Зашел разговор и о том, что с приближением фронта в Крыму возрастает ответственность партизан, надо активизировать подрывную работу в немецком тылу, смелее уничтожать немецкие коммуникации и гарнизоны и ни днем, ни ночью не давать противнику покоя.
— А как у вас с пополнением? — спросил Павел Романович Лугового.
— Пополнение прибывает и из гражданских и из военнопленных. Пришла даже группа словаков из организованной немцами чехословацкой дивизии «Быстрица». Мы ее называем «Быстрая». Вот познакомьтесь — Бэлла, — он указал на молодого красивого парня в кожаной куртке. — Недавно он ходил в Симферополь и вернулся оттуда на грузовой машине с пятнадцатью словаками. Скоро мы из словаков самостоятельный отряд организуем.
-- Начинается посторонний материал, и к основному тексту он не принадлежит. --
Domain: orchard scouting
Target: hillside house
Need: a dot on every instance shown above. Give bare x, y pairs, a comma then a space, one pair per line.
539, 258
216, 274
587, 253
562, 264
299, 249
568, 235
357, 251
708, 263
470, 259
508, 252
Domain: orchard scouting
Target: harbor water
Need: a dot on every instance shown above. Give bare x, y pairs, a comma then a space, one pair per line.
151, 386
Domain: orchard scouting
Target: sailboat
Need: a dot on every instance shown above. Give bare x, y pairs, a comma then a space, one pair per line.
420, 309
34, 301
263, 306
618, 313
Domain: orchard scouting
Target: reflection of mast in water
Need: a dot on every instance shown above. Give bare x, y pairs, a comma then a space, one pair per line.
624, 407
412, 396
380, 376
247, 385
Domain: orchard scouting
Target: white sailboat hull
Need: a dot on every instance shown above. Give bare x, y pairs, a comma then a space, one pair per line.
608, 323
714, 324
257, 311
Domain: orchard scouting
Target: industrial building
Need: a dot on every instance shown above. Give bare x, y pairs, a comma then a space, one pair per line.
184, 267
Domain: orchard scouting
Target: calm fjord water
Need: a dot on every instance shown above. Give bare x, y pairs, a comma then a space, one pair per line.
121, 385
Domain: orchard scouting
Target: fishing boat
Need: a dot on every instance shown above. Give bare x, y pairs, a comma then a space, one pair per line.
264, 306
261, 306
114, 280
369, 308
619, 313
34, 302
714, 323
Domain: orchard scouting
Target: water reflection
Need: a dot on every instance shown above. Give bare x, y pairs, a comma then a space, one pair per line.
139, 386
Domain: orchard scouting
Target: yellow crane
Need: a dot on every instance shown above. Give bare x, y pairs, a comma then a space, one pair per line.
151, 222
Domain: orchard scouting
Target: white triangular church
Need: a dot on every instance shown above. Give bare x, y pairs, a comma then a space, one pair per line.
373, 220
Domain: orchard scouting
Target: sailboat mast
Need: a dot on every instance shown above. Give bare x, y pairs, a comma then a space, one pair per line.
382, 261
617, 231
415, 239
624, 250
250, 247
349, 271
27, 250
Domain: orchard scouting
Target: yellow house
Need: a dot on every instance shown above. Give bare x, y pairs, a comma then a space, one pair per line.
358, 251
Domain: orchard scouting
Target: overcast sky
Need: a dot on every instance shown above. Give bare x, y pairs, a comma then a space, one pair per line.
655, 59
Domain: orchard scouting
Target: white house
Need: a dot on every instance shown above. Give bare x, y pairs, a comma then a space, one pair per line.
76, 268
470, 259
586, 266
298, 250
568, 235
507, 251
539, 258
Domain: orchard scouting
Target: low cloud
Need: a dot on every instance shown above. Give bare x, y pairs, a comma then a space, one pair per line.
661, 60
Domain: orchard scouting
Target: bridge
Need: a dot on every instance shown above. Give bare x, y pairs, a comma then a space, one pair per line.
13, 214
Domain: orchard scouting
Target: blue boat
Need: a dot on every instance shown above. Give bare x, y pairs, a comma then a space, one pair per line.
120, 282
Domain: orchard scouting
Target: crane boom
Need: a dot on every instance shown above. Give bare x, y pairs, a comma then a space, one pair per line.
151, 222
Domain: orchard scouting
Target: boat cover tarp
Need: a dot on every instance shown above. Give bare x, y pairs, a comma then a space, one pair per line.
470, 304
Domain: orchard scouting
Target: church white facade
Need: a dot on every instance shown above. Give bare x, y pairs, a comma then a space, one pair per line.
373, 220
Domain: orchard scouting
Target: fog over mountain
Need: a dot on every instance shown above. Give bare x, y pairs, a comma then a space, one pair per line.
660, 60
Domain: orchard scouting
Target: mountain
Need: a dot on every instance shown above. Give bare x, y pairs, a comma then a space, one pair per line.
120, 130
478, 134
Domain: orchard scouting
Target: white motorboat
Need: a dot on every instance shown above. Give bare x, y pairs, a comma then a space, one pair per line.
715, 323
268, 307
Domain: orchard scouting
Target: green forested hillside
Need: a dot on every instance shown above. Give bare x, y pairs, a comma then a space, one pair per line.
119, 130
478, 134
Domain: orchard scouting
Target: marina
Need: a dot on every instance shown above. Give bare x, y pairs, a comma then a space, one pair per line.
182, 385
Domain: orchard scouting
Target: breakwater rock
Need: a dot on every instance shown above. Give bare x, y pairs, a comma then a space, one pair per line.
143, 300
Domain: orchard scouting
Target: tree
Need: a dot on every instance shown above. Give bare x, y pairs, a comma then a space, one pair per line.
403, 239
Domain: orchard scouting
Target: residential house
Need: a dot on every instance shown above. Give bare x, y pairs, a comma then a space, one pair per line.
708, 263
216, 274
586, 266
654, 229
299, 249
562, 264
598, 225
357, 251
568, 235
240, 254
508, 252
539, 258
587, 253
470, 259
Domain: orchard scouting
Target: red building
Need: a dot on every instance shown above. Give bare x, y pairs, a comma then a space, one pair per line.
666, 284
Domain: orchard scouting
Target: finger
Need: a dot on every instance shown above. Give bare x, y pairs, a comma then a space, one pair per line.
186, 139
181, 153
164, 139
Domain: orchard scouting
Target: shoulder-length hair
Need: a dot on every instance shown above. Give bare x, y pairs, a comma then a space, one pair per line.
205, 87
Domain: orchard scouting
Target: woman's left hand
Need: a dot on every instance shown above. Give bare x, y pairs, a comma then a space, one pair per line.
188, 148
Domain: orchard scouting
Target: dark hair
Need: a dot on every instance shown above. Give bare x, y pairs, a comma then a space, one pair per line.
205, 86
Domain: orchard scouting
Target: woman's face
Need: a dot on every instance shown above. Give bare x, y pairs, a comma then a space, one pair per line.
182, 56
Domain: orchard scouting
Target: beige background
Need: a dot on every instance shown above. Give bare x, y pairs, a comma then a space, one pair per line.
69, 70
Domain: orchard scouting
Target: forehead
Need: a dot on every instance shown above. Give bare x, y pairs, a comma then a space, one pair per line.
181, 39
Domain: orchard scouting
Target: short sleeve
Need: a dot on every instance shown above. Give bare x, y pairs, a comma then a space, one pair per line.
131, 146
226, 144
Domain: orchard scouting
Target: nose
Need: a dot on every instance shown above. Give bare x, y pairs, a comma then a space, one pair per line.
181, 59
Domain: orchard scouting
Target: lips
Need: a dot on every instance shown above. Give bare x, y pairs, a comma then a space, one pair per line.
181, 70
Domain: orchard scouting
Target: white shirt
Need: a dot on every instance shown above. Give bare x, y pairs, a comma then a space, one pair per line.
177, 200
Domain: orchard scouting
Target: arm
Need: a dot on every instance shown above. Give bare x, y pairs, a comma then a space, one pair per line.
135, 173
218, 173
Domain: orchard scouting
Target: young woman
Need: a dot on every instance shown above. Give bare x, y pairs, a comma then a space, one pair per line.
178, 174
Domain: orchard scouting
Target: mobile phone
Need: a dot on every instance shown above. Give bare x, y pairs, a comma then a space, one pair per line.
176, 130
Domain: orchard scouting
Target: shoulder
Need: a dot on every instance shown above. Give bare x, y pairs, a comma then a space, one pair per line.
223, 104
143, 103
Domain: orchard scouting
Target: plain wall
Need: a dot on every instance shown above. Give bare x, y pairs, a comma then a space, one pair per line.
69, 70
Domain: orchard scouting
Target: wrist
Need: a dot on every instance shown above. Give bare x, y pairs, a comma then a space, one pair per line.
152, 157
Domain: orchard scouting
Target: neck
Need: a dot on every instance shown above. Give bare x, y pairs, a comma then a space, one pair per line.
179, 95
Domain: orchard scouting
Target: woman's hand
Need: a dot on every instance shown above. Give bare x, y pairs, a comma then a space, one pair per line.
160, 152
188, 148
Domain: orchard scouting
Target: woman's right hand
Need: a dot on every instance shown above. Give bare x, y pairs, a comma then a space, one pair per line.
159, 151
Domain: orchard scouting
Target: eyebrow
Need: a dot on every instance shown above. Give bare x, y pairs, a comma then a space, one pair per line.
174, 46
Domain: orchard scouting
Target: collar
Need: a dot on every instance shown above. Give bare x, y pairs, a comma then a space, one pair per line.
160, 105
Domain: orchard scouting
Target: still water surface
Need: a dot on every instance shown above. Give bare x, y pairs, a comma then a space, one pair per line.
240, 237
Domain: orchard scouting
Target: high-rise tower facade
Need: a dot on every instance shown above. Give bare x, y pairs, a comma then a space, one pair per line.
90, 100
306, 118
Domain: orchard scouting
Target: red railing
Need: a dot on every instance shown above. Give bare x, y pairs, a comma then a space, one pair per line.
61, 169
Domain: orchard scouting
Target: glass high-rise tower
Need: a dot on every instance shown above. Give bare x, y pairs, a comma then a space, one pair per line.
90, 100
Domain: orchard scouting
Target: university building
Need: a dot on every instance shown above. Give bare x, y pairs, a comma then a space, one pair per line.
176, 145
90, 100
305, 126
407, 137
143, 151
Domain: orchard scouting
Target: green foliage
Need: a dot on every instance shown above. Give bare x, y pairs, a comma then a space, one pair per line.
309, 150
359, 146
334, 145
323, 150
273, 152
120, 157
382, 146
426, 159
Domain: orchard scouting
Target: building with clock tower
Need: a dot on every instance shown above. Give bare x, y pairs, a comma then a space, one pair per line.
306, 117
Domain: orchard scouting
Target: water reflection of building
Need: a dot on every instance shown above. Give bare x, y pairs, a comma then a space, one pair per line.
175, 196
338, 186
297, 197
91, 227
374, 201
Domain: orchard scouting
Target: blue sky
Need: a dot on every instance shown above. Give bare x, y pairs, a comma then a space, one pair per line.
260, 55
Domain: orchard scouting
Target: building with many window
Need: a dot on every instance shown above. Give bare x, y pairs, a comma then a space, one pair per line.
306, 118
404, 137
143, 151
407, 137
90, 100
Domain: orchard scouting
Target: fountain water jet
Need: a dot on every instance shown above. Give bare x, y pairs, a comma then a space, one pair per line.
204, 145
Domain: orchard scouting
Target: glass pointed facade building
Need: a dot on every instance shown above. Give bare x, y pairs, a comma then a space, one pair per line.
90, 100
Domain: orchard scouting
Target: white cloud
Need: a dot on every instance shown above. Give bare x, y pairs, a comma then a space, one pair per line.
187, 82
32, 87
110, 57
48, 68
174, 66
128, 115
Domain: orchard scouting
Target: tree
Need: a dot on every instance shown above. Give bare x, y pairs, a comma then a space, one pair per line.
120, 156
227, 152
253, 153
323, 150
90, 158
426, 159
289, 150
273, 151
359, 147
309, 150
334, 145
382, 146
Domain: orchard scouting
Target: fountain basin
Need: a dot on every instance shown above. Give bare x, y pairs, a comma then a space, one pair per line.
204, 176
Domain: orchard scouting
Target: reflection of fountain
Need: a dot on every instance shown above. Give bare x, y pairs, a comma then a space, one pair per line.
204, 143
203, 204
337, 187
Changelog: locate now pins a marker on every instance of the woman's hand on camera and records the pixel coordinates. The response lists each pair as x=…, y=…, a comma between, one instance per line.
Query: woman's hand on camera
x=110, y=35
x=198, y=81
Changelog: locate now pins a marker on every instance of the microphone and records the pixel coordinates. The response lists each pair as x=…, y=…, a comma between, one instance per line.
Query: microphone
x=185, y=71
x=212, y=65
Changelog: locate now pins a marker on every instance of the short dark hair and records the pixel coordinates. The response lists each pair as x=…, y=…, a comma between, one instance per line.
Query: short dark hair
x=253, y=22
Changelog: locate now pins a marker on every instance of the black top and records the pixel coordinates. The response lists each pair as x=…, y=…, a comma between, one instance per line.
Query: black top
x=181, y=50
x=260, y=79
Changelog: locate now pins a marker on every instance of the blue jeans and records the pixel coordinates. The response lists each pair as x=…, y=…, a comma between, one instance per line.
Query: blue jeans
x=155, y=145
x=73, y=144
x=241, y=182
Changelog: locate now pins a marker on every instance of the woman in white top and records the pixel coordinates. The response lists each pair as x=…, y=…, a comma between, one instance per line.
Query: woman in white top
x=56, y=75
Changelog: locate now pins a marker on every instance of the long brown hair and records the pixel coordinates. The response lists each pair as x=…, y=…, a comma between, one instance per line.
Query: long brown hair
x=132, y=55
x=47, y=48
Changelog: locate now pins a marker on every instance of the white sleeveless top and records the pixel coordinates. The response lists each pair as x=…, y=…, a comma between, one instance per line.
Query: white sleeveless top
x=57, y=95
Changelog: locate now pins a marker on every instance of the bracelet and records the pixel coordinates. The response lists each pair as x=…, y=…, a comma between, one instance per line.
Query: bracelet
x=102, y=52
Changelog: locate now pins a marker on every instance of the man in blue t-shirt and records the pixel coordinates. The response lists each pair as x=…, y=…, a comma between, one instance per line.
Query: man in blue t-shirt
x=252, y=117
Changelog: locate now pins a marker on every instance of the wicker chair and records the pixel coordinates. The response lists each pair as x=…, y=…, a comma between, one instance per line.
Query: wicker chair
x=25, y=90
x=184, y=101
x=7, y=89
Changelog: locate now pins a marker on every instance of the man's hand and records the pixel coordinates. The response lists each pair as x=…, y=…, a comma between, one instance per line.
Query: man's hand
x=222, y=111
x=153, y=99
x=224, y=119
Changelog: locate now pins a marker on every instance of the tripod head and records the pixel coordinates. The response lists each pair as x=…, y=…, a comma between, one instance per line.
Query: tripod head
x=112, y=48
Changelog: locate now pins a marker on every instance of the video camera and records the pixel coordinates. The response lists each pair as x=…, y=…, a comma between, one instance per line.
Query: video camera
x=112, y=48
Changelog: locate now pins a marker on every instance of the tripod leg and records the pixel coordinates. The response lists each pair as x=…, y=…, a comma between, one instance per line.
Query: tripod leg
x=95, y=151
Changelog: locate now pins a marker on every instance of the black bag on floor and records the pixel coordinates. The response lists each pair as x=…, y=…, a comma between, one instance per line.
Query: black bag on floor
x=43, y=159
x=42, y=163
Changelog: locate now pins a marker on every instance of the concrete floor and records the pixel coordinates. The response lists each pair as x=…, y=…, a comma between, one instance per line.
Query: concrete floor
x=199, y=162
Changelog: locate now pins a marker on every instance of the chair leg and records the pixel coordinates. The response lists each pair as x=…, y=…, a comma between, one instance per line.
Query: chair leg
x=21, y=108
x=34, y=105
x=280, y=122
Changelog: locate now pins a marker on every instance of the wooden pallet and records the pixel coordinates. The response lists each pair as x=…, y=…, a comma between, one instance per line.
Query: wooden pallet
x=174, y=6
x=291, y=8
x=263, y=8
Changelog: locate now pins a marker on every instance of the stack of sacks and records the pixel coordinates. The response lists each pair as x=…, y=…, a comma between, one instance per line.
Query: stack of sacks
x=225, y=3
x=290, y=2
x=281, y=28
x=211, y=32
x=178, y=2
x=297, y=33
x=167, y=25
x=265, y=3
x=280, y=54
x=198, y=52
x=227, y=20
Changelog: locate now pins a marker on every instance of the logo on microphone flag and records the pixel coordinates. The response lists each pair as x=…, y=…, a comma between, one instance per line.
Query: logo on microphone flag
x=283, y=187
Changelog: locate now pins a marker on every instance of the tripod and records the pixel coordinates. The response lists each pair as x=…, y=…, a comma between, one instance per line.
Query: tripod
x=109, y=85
Они хорошо дерутся. А за голову Бэллы немцы назначили пять тысяч марок.
— Как настроение в вашей «Быстрой»? — спросил Павел Романович у Бэллы.
Тот говорил по-русски неплохо, короткими рублеными фразами.
— Немцев наши не любят. Немец боится словаков. Держит «Быструю» в тылу. Много словаков хотят в лес, только дороги не знают.
— Бэлла скоро опять пойдет в Симферополь за пополнением, — сказал Федоренко, командир второго отряда.
К столу торопливо подошел связной и доложил Луговому:
— Товарищ командир бригады, недалеко от лагеря показалась группа противника на лошадях.
— Это уже нахальство! — возмутился Луговой. — Прямо к штабу.
Поднялся Федоренко.
— Товарищ командир, разрешите проучить?
— Разрешаю. Румын, если сдадутся, привести в лагерь.
— Будет исполнено! — И Федоренко крикнул своему помощнику: — Сорока! Двадцать бойцов на операцию.
— Есть, товарищ командир, двадцать бойцов на операцию! — живо отозвался низкорослый плотный парень, скрываясь за деревьями.
Отряд комсомольца Федоренко, или, как его все называли, Федора Ивановича, считался лучшим в бригаде. Самые опасные и дерзкие налеты на противника поручались Федоренко, и отряд возвращался всегда в лагерь с трофеями и без потерь.